Em “A Coisa Tá Preta”, Rincon Sapiência transforma uma expressão popularmente usada de forma negativa em um símbolo de orgulho e força da cultura negra. O lançamento da música em 13 de maio, data que marca a Abolição da Escravatura no Brasil, reforça o tom de resistência e celebração da identidade negra. A letra traz frases como “Lava a boca pra falar da minha cor” e “Orgulho preto, manas e manos”, nas quais o artista exige respeito e valoriza a autoestima negra, mostrando que a cor da pele é motivo de orgulho, não de vergonha.

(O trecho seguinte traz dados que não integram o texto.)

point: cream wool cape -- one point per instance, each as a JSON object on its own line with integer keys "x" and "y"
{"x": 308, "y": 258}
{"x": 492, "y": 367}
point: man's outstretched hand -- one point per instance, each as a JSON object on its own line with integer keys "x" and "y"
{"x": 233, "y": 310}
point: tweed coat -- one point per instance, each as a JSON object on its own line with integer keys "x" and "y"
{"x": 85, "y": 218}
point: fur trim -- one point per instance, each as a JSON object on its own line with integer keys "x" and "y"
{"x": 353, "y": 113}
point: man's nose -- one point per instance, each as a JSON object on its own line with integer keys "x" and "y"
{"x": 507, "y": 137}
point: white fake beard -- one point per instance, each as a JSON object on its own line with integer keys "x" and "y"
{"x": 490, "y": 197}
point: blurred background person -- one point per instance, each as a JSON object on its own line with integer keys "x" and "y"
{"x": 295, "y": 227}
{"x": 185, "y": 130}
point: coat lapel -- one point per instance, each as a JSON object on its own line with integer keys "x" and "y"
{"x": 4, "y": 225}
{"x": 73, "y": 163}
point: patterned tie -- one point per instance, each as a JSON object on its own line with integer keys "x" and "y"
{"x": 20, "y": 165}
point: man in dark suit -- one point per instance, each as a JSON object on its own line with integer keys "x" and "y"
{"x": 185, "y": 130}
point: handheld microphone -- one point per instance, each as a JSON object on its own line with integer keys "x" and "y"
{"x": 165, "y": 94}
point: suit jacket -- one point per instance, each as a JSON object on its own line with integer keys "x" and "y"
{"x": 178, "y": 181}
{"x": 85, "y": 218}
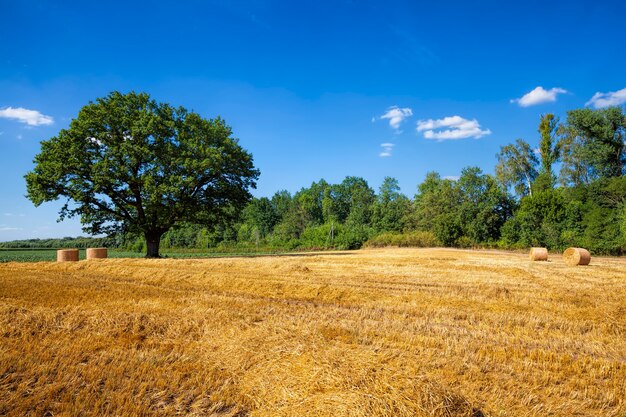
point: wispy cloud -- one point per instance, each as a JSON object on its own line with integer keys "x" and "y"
{"x": 396, "y": 116}
{"x": 612, "y": 98}
{"x": 451, "y": 128}
{"x": 387, "y": 149}
{"x": 538, "y": 96}
{"x": 29, "y": 117}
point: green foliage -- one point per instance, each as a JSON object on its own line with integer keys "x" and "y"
{"x": 593, "y": 145}
{"x": 589, "y": 210}
{"x": 130, "y": 164}
{"x": 550, "y": 151}
{"x": 517, "y": 167}
{"x": 418, "y": 239}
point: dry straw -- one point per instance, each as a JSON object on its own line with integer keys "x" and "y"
{"x": 97, "y": 253}
{"x": 67, "y": 255}
{"x": 576, "y": 256}
{"x": 538, "y": 254}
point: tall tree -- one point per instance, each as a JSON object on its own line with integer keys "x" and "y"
{"x": 129, "y": 163}
{"x": 391, "y": 207}
{"x": 517, "y": 167}
{"x": 593, "y": 141}
{"x": 549, "y": 150}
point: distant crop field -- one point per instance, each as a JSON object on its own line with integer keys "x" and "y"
{"x": 385, "y": 332}
{"x": 43, "y": 255}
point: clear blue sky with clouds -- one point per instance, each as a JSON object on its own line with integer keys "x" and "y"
{"x": 314, "y": 89}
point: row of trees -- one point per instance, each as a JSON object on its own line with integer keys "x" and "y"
{"x": 524, "y": 204}
{"x": 149, "y": 174}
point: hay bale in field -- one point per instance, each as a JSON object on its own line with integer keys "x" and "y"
{"x": 538, "y": 254}
{"x": 97, "y": 253}
{"x": 67, "y": 255}
{"x": 576, "y": 256}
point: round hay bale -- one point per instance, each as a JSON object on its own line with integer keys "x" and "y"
{"x": 538, "y": 254}
{"x": 97, "y": 253}
{"x": 67, "y": 255}
{"x": 576, "y": 256}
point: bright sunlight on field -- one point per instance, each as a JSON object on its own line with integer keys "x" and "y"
{"x": 392, "y": 332}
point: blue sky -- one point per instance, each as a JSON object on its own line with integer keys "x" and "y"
{"x": 314, "y": 89}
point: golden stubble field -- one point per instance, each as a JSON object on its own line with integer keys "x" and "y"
{"x": 391, "y": 332}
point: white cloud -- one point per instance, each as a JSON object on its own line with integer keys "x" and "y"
{"x": 457, "y": 128}
{"x": 29, "y": 117}
{"x": 538, "y": 96}
{"x": 387, "y": 148}
{"x": 396, "y": 116}
{"x": 612, "y": 98}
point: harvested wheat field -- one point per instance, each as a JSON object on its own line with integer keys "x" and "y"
{"x": 392, "y": 332}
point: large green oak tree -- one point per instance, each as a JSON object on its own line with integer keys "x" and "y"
{"x": 130, "y": 164}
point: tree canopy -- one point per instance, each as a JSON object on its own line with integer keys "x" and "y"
{"x": 128, "y": 163}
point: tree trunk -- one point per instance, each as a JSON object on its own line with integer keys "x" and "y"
{"x": 153, "y": 239}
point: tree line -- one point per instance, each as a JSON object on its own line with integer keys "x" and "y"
{"x": 525, "y": 203}
{"x": 150, "y": 175}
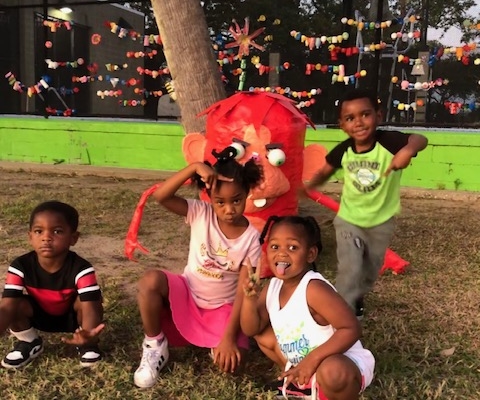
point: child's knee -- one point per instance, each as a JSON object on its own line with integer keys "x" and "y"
{"x": 336, "y": 373}
{"x": 152, "y": 280}
{"x": 17, "y": 308}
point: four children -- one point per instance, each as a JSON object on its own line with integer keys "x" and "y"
{"x": 52, "y": 289}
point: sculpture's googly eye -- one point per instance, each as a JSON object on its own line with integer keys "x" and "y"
{"x": 240, "y": 150}
{"x": 276, "y": 157}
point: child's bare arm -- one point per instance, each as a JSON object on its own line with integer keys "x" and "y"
{"x": 165, "y": 194}
{"x": 253, "y": 316}
{"x": 7, "y": 307}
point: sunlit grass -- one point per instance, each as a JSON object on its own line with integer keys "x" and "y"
{"x": 422, "y": 326}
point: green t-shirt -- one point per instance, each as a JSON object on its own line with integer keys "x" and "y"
{"x": 369, "y": 198}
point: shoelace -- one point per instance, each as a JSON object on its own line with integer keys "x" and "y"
{"x": 152, "y": 353}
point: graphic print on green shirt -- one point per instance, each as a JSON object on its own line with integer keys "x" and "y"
{"x": 368, "y": 197}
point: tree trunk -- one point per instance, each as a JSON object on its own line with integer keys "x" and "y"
{"x": 190, "y": 58}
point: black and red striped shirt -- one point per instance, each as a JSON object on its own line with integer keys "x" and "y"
{"x": 54, "y": 292}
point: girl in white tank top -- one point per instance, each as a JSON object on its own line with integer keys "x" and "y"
{"x": 301, "y": 322}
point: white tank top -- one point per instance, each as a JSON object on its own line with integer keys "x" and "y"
{"x": 296, "y": 331}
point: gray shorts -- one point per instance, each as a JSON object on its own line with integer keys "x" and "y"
{"x": 360, "y": 255}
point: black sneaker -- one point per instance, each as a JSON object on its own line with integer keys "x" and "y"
{"x": 359, "y": 308}
{"x": 23, "y": 353}
{"x": 89, "y": 355}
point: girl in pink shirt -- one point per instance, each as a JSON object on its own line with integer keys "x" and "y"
{"x": 202, "y": 305}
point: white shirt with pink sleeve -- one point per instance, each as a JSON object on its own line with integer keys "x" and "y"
{"x": 214, "y": 261}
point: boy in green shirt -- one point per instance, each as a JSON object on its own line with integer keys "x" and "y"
{"x": 372, "y": 160}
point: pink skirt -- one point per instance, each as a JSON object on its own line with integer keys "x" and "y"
{"x": 186, "y": 323}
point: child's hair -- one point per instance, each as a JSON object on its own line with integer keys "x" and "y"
{"x": 67, "y": 211}
{"x": 312, "y": 230}
{"x": 359, "y": 94}
{"x": 247, "y": 176}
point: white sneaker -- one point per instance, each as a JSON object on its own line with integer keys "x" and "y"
{"x": 153, "y": 360}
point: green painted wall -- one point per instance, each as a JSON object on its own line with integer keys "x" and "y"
{"x": 451, "y": 161}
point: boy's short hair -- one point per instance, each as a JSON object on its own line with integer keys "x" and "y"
{"x": 66, "y": 210}
{"x": 359, "y": 94}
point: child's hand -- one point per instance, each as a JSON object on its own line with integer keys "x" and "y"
{"x": 400, "y": 160}
{"x": 300, "y": 374}
{"x": 82, "y": 337}
{"x": 251, "y": 285}
{"x": 209, "y": 176}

Rincon utiliza referências históricas e metáforas para fortalecer sua mensagem. Ao citar líderes como Zumbi e Nzinga, e ao se autodenominar “Manicongo” (rei do Congo), ele conecta a luta atual à herança africana e à realeza, invertendo a ideia de “sangue de escravo” para “sangue de rei”. A batida marcante, chamada de “vitamina pra alma”, e a valorização da melanina como algo desejado por todos, reforçam que a cultura negra é fonte de energia, beleza e inspiração. Dessa forma, “A Coisa Tá Preta” se consolida como um hino de empoderamento, ressignificando expressões e celebrando a força da negritude.
O significado desta letra foi gerado automaticamente.